Durch die Akzentverschiebung auf „profit financialization“ ist die „control financialization“ etwas aus dem Blickfeld geraten: nämlich die Einflussnahme von Finanzmarktakteuren auf „produzierende“ Unternehmen und auf die Umstellung von Unternehmensstrategien, die sich unter dem Kürzel „Shareholder Value“ an teils expliziten, teils vermuteten Erwartungen und Forderungen von Aktionären orientiert. Welche Wirkungen hat diese „control financialization“ tatsächlich, die sich in Deutschland vor allem in der sprichwörtlichen Auflösung der Deutschland AG und dem Bedeutungsgewinn institutioneller Investoren manifestiert? Welche Auswirkungen auf wirtschaftliches Wachstum, die Innovationstätigkeit von Unternehmen und die Entwicklung von Arbeit und Beschäftigung sind von ihr zu erwarten? Diese Themen wollen wir mit der 2. SOFI-Tagung „Work in Progress“ im März 2013 ins Zentrum rücken, denn die damit aufgeworfenen Fragen sind noch nicht befriedigend beantwortet.

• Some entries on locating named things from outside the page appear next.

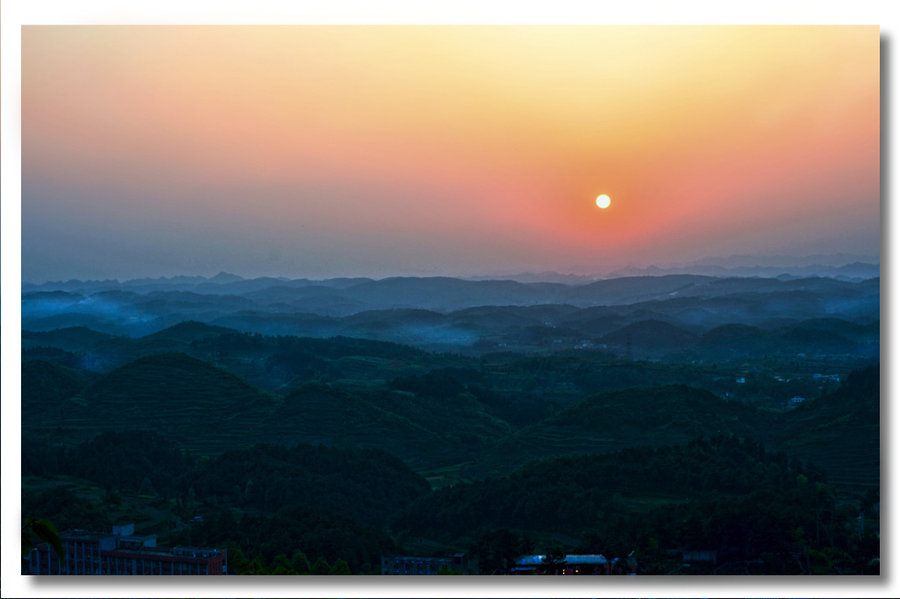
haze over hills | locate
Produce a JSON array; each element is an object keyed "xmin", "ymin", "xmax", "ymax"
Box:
[{"xmin": 22, "ymin": 274, "xmax": 880, "ymax": 573}]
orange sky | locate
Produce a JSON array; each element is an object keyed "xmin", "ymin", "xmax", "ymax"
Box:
[{"xmin": 22, "ymin": 26, "xmax": 880, "ymax": 281}]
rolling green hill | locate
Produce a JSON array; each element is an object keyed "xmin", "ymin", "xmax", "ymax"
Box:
[{"xmin": 61, "ymin": 353, "xmax": 281, "ymax": 454}]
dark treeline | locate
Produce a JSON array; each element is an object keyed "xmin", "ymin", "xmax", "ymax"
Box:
[
  {"xmin": 395, "ymin": 436, "xmax": 878, "ymax": 574},
  {"xmin": 23, "ymin": 433, "xmax": 878, "ymax": 574}
]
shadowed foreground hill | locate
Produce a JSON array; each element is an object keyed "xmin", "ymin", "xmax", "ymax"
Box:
[
  {"xmin": 781, "ymin": 366, "xmax": 881, "ymax": 490},
  {"xmin": 58, "ymin": 353, "xmax": 281, "ymax": 454}
]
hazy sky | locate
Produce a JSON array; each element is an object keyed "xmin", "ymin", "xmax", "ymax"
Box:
[{"xmin": 22, "ymin": 26, "xmax": 880, "ymax": 282}]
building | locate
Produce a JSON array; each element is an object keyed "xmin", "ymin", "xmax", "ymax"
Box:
[
  {"xmin": 25, "ymin": 524, "xmax": 228, "ymax": 576},
  {"xmin": 510, "ymin": 553, "xmax": 637, "ymax": 575},
  {"xmin": 381, "ymin": 553, "xmax": 468, "ymax": 576}
]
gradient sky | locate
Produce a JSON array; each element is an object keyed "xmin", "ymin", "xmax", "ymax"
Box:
[{"xmin": 22, "ymin": 26, "xmax": 880, "ymax": 282}]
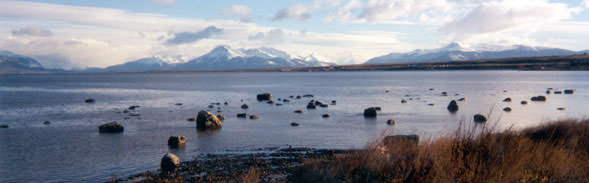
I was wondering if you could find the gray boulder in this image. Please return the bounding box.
[98,121,125,133]
[364,107,377,118]
[196,111,223,130]
[160,153,180,173]
[168,136,186,148]
[256,93,272,101]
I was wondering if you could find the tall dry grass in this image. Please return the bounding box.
[289,120,589,182]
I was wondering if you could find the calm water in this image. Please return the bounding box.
[0,71,589,182]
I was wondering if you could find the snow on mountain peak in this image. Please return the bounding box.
[205,45,245,58]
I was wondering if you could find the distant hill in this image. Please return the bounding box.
[0,51,57,74]
[102,45,335,71]
[104,56,184,71]
[365,43,587,64]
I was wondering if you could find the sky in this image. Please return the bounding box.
[0,0,589,69]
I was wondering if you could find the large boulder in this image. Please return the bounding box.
[383,135,419,146]
[364,107,377,118]
[196,111,223,130]
[473,114,487,123]
[256,93,272,101]
[160,153,180,173]
[98,121,125,133]
[530,95,546,102]
[447,100,458,112]
[168,136,186,148]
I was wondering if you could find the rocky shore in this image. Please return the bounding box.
[111,147,356,183]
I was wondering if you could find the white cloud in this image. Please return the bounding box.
[151,0,176,5]
[272,4,313,21]
[440,0,580,41]
[223,5,251,18]
[12,27,53,37]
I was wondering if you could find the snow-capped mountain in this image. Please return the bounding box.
[174,45,333,70]
[365,43,582,64]
[104,56,185,71]
[0,51,46,73]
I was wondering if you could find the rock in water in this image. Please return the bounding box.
[447,100,458,112]
[383,135,419,146]
[256,93,272,101]
[196,111,223,130]
[387,119,395,125]
[168,136,186,148]
[530,95,546,102]
[217,114,225,121]
[237,113,247,118]
[160,153,180,173]
[364,107,377,118]
[98,121,125,133]
[473,114,487,123]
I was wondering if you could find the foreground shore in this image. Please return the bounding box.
[113,120,589,182]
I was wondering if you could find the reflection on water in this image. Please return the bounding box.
[0,71,589,182]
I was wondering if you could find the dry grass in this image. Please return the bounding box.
[289,120,589,182]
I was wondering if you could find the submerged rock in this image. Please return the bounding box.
[383,135,419,146]
[530,96,556,102]
[256,93,272,101]
[387,119,395,125]
[160,153,180,173]
[98,121,125,133]
[364,107,377,118]
[473,114,487,123]
[217,114,225,121]
[168,136,186,148]
[196,111,223,130]
[237,113,247,118]
[446,100,458,112]
[250,115,260,119]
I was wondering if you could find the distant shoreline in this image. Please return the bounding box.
[0,54,589,75]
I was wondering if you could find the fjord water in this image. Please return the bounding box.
[0,71,589,182]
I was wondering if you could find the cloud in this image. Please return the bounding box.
[358,0,450,22]
[12,27,53,37]
[440,0,580,36]
[166,26,223,45]
[151,0,176,5]
[223,5,251,18]
[272,4,313,21]
[247,29,285,44]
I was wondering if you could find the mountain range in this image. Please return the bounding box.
[365,43,589,64]
[104,45,334,71]
[0,51,54,73]
[0,43,589,73]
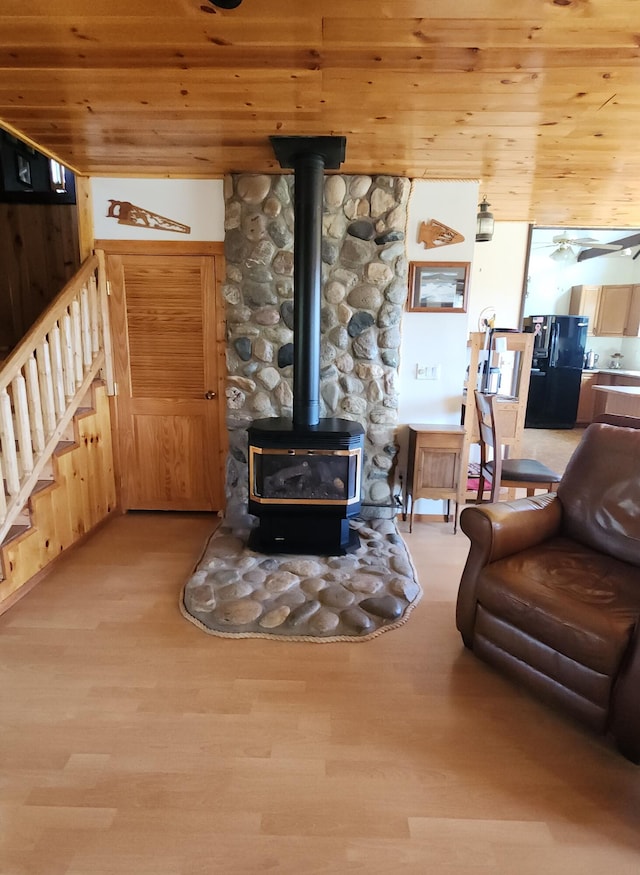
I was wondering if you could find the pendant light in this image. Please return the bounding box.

Die Tagung gliedert sich in die folgenden Panels:
Panel 1: Der „Finanzmarktkapitalismus“ und seine Unternehmen (Arbeits- und Innovationsbedingungen).
Wie lässt sich die aktuelle Entwicklungsphase der kapitalistischen Ökonomie und der „finanzialisierte“ Governance-Rahmen des Wirtschaftens soziologisch so auf den Begriff bringen, dass die Makro- und Mikroentwicklungen empirisch und systematisch in den Blick genommen werden können? Was genau bedeuten „Finanzialisierung“, „Finanzmarktkapitalismus“, Kapitalmarktorientierung und Kapitalmarkteinfluss auf der Unternehmens- bzw. Organisationsebene? Wie muss eine Theorie des Unternehmens aussehen, das zwar „finanzialisiert“ ist, aber nicht nur „finanzialisiert“ sein kann?
Panel 2: Unternehmen, Arbeit, Innovation I: Externe Beobachtung, Bewertung, und Einflussnahmen auf Unternehmen aus Finanzmarktperspektiven.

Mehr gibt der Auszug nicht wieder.